In the upcoming fiscal year, Sewanee plans to take $13.6 million from its endowment toward its $80.4 million operating budget. In coming years, the number will go up with inflation – either the Consumer Price Index, the Higher Education Price Index or some other custom measure the university decides on.

This way, Sewanee can more predictably count on how much money it will be taking from the endowment. Sewanee looked back and found that if it had used an inflation-adjusted spending plan over the past five years, the size of its endowment would be almost exactly the same but the university would not have had to deal with market swings that meant it was cutting its operating budget when it could least afford to.

McCardell said one of the assumptions of the plan is that the market won’t tank while inflation is rising. Another assumption is that endowment growth will meet or exceed inflation.

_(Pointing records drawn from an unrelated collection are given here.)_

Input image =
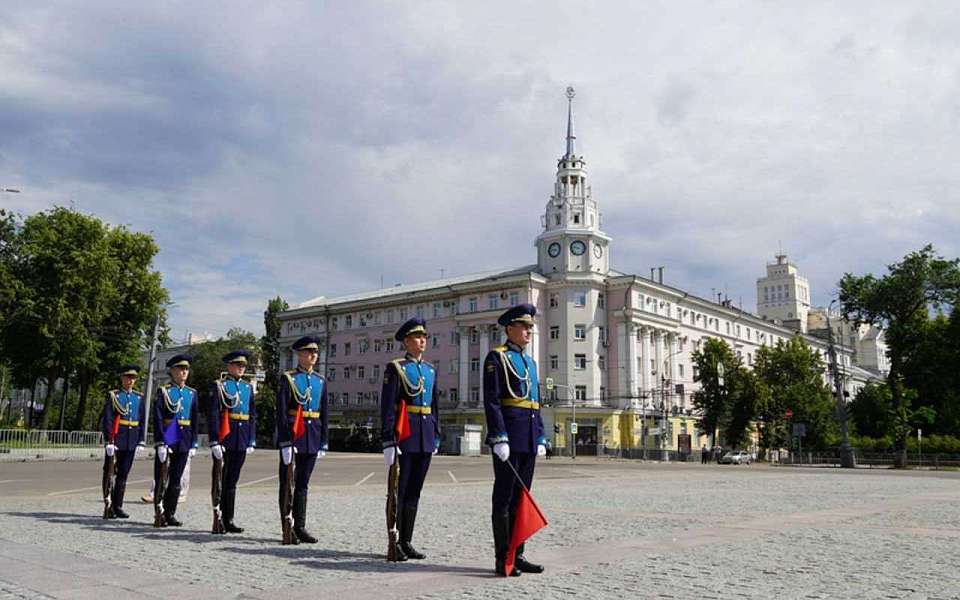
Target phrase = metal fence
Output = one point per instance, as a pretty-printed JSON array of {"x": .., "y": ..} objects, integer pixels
[
  {"x": 829, "y": 458},
  {"x": 47, "y": 444}
]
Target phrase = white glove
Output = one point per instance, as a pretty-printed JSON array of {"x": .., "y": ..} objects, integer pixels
[{"x": 389, "y": 455}]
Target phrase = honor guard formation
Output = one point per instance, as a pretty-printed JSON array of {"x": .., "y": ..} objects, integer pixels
[{"x": 410, "y": 425}]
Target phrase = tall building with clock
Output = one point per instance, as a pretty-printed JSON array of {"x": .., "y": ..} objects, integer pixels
[{"x": 616, "y": 346}]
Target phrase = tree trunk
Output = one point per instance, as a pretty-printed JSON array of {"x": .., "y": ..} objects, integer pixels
[
  {"x": 78, "y": 424},
  {"x": 51, "y": 383}
]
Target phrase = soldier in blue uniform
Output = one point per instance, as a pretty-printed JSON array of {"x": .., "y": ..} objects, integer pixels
[
  {"x": 303, "y": 389},
  {"x": 231, "y": 399},
  {"x": 174, "y": 419},
  {"x": 511, "y": 401},
  {"x": 122, "y": 426},
  {"x": 412, "y": 381}
]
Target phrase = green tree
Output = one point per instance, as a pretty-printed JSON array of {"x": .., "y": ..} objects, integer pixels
[
  {"x": 270, "y": 357},
  {"x": 712, "y": 399},
  {"x": 79, "y": 300},
  {"x": 792, "y": 372},
  {"x": 900, "y": 302}
]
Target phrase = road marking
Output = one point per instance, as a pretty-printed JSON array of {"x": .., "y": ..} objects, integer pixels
[
  {"x": 95, "y": 487},
  {"x": 371, "y": 474},
  {"x": 256, "y": 481}
]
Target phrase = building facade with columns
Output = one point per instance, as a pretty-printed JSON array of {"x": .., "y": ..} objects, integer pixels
[{"x": 617, "y": 346}]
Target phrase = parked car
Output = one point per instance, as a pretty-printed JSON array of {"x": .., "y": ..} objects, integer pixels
[{"x": 736, "y": 457}]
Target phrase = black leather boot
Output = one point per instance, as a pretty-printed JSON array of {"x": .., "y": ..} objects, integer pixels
[
  {"x": 406, "y": 533},
  {"x": 523, "y": 564},
  {"x": 300, "y": 518},
  {"x": 227, "y": 504},
  {"x": 501, "y": 543},
  {"x": 170, "y": 500}
]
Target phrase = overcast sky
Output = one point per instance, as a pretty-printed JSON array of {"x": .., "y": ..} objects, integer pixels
[{"x": 306, "y": 149}]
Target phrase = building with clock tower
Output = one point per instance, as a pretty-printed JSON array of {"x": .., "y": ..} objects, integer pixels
[{"x": 617, "y": 347}]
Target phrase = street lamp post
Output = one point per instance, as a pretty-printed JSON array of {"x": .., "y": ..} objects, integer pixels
[{"x": 847, "y": 458}]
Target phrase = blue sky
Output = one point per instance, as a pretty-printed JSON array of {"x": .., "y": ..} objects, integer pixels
[{"x": 306, "y": 149}]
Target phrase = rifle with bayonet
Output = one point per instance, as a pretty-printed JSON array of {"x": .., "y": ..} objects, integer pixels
[
  {"x": 286, "y": 519},
  {"x": 216, "y": 494},
  {"x": 393, "y": 484}
]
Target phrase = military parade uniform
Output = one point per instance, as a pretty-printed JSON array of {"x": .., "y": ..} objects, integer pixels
[
  {"x": 232, "y": 404},
  {"x": 175, "y": 416},
  {"x": 306, "y": 391},
  {"x": 511, "y": 401},
  {"x": 412, "y": 382},
  {"x": 122, "y": 425}
]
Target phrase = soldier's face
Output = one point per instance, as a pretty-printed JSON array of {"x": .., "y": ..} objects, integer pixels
[
  {"x": 415, "y": 343},
  {"x": 307, "y": 358},
  {"x": 519, "y": 333},
  {"x": 179, "y": 374},
  {"x": 236, "y": 369},
  {"x": 127, "y": 381}
]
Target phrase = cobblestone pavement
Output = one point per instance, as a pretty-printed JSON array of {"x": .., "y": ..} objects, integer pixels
[{"x": 672, "y": 531}]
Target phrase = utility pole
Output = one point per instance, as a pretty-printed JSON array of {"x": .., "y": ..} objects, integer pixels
[
  {"x": 148, "y": 393},
  {"x": 847, "y": 458}
]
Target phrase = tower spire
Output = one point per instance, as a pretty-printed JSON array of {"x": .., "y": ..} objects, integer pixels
[{"x": 571, "y": 139}]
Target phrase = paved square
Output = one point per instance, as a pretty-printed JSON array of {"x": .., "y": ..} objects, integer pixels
[{"x": 617, "y": 529}]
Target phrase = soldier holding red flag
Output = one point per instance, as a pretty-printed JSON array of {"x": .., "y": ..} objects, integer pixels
[
  {"x": 232, "y": 424},
  {"x": 511, "y": 402},
  {"x": 301, "y": 431},
  {"x": 122, "y": 426},
  {"x": 410, "y": 426}
]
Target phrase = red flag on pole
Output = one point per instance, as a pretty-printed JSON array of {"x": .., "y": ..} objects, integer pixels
[
  {"x": 529, "y": 521},
  {"x": 403, "y": 423},
  {"x": 298, "y": 428},
  {"x": 224, "y": 425}
]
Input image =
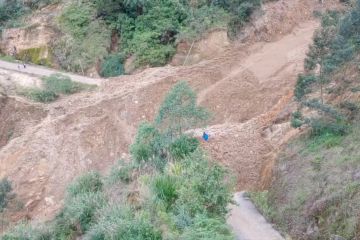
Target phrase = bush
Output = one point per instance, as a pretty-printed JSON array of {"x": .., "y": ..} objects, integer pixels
[
  {"x": 207, "y": 228},
  {"x": 86, "y": 39},
  {"x": 122, "y": 223},
  {"x": 261, "y": 201},
  {"x": 147, "y": 143},
  {"x": 203, "y": 189},
  {"x": 164, "y": 188},
  {"x": 39, "y": 95},
  {"x": 121, "y": 172},
  {"x": 303, "y": 85},
  {"x": 54, "y": 85},
  {"x": 179, "y": 112},
  {"x": 79, "y": 210},
  {"x": 112, "y": 66},
  {"x": 25, "y": 231},
  {"x": 5, "y": 189},
  {"x": 61, "y": 84},
  {"x": 183, "y": 146},
  {"x": 322, "y": 126},
  {"x": 296, "y": 119},
  {"x": 87, "y": 183}
]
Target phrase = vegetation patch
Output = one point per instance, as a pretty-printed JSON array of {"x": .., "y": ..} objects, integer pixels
[
  {"x": 54, "y": 86},
  {"x": 170, "y": 189},
  {"x": 39, "y": 56}
]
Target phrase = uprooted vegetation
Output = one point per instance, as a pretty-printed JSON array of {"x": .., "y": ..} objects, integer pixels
[
  {"x": 316, "y": 193},
  {"x": 54, "y": 86},
  {"x": 169, "y": 190}
]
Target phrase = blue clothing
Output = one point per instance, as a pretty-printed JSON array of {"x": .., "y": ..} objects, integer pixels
[{"x": 206, "y": 136}]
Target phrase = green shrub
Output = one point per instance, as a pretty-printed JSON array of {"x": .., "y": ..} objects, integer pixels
[
  {"x": 164, "y": 188},
  {"x": 25, "y": 231},
  {"x": 121, "y": 172},
  {"x": 261, "y": 201},
  {"x": 296, "y": 119},
  {"x": 179, "y": 112},
  {"x": 5, "y": 189},
  {"x": 112, "y": 66},
  {"x": 86, "y": 39},
  {"x": 122, "y": 223},
  {"x": 35, "y": 55},
  {"x": 207, "y": 228},
  {"x": 39, "y": 95},
  {"x": 87, "y": 183},
  {"x": 147, "y": 143},
  {"x": 183, "y": 146},
  {"x": 61, "y": 84},
  {"x": 303, "y": 85},
  {"x": 322, "y": 126},
  {"x": 203, "y": 188},
  {"x": 80, "y": 210}
]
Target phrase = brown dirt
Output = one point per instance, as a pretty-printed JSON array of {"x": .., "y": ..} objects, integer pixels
[{"x": 244, "y": 86}]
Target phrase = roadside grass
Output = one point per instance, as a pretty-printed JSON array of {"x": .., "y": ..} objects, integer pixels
[
  {"x": 316, "y": 183},
  {"x": 53, "y": 87},
  {"x": 7, "y": 58}
]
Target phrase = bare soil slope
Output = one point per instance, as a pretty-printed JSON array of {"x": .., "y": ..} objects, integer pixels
[{"x": 247, "y": 87}]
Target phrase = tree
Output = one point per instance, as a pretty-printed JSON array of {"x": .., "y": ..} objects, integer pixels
[
  {"x": 320, "y": 49},
  {"x": 179, "y": 112}
]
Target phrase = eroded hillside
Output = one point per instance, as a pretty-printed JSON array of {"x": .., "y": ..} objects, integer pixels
[{"x": 247, "y": 86}]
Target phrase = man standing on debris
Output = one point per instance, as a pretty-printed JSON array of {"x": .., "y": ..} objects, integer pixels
[{"x": 205, "y": 136}]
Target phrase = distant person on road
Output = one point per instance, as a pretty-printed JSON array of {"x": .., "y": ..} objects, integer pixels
[{"x": 205, "y": 136}]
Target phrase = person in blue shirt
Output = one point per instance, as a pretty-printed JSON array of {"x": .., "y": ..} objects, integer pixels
[{"x": 206, "y": 136}]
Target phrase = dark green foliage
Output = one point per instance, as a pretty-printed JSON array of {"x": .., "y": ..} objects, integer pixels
[
  {"x": 80, "y": 209},
  {"x": 182, "y": 195},
  {"x": 54, "y": 85},
  {"x": 39, "y": 95},
  {"x": 147, "y": 143},
  {"x": 179, "y": 112},
  {"x": 5, "y": 189},
  {"x": 87, "y": 183},
  {"x": 123, "y": 223},
  {"x": 326, "y": 109},
  {"x": 183, "y": 146},
  {"x": 164, "y": 188},
  {"x": 112, "y": 66},
  {"x": 203, "y": 189},
  {"x": 86, "y": 39},
  {"x": 150, "y": 30},
  {"x": 61, "y": 84},
  {"x": 25, "y": 231},
  {"x": 11, "y": 9},
  {"x": 121, "y": 172},
  {"x": 303, "y": 85},
  {"x": 322, "y": 126},
  {"x": 205, "y": 228},
  {"x": 350, "y": 106},
  {"x": 241, "y": 11},
  {"x": 296, "y": 119}
]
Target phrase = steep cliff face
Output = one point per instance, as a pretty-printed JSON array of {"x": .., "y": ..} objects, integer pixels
[{"x": 32, "y": 42}]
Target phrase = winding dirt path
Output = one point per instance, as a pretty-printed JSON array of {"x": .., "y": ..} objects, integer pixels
[
  {"x": 42, "y": 72},
  {"x": 247, "y": 223}
]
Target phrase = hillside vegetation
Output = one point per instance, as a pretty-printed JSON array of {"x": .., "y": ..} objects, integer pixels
[
  {"x": 316, "y": 189},
  {"x": 169, "y": 190},
  {"x": 104, "y": 33}
]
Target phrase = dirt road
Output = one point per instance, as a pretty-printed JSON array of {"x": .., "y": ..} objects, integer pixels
[
  {"x": 42, "y": 71},
  {"x": 247, "y": 223},
  {"x": 245, "y": 87}
]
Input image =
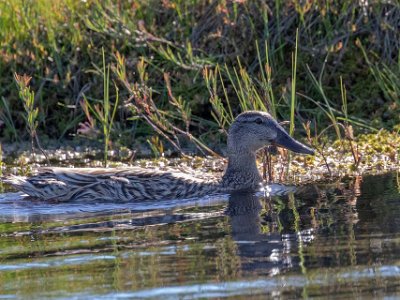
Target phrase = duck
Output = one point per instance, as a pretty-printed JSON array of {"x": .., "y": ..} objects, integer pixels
[{"x": 248, "y": 133}]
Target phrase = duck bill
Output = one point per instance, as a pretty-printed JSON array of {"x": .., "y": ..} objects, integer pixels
[{"x": 286, "y": 141}]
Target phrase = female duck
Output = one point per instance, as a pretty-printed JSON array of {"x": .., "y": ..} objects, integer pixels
[{"x": 249, "y": 132}]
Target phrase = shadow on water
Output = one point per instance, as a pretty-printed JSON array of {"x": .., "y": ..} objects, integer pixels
[{"x": 342, "y": 238}]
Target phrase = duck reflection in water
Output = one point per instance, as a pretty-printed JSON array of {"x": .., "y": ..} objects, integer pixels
[{"x": 261, "y": 246}]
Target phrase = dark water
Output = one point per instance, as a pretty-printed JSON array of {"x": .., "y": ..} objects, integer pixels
[{"x": 338, "y": 240}]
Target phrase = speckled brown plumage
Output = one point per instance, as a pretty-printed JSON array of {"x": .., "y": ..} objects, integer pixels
[{"x": 248, "y": 133}]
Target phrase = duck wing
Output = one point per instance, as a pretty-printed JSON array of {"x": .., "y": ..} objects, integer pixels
[{"x": 99, "y": 184}]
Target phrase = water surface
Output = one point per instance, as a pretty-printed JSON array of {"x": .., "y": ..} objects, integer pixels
[{"x": 339, "y": 239}]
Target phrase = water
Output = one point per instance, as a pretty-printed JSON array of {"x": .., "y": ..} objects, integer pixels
[{"x": 338, "y": 239}]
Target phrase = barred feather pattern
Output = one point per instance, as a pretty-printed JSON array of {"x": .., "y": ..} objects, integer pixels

Bill Jarvis, the managing director of the Commonfund Institute, which advises nonprofit investors and helped prepare the report, said he’s surprised more colleges have not adopted inflation-adjusted spending plans. Already, he said, many institutions that use endowment funding for a significant chunk of their operating budget use similar methods.

Yale University and Stanford University, for instance, have an endowment spending method that relies on a combination of inflation and average endowment size.

About 7 percent of endowments use that hybrid method, according to the latest study of endowment trends by the Commonfund and the National Association of College and University Business Officers. Most of them are colleges with endowments larger than $100 million.

Jarvis said presidents at institutions that don’t rely exclusively on market returns have to exercise willpower: When everyone else is bragging about being able to spend a lot during a strong market, those presidents can’t, and when other institutions are cutting spending, those presidents have to keep spending level.

McCardell said he is now able to plan five years into the future because he can more easily predict what will be coming from his endowment, which makes up around 16 percent of Sewanee’s operating budget.

“This is a decision that at least in the next little bit will allow us to spend a bit more and invest a bit more in our students and our faculty and our physical plant,” he said.